The conditions for the use of study medications are different in a clinical trial than when the same drugs are marketed and administered to larger population groups. This study was proposed after the recent change in the range of doses marketing of Aripiprazole in our country and following a change in the range of doses used.

To identify the type of patients treated with aAripiprazole during 4 months (May 06) after the change in the SmPC (10-30 mg dose) and to establish the doses used. To identify the proportion of patients switching to aAripiprazole from previous antipsychotic treatments due to reduced efficacy or low tolerance to the previous drugs.

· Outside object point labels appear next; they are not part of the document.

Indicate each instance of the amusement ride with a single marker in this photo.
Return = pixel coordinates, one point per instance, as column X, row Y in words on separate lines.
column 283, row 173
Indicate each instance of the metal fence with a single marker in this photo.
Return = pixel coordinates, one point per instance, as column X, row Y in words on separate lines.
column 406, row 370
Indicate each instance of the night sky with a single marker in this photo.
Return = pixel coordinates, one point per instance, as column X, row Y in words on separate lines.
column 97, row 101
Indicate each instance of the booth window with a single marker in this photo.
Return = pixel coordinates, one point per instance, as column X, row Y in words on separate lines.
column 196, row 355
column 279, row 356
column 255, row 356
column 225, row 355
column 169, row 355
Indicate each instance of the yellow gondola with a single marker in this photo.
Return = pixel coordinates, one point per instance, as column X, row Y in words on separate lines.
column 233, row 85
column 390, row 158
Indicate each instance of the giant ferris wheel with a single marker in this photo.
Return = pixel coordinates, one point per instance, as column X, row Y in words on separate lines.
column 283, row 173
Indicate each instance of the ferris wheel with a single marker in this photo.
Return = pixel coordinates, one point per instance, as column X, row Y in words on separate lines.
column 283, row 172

This is a retrospective, observational, multicenter study. Data will be collected from the medical records of 1000 patients treated with aAripiprazole during the four months prior to the study initiation, with a minimum of 1 month treatment. The information will be gathered by 200 psychiatrists each one providing 5 cases. Data collection was initiated in October 2006 and is expected to last two months. The sample size based on the primary objective obtained will enable a 95% confidence interval with a maximum acceptable error of 3% to estimate the proportion based on the primary objective.

The collection of data will enable us to know how psychiatrists prescribe aAripiprazole, considering the type of patient, dosage regime, switching strategy of antipsychotic treatment (by identifying the ratios of treatment switches) under standard conditions of use.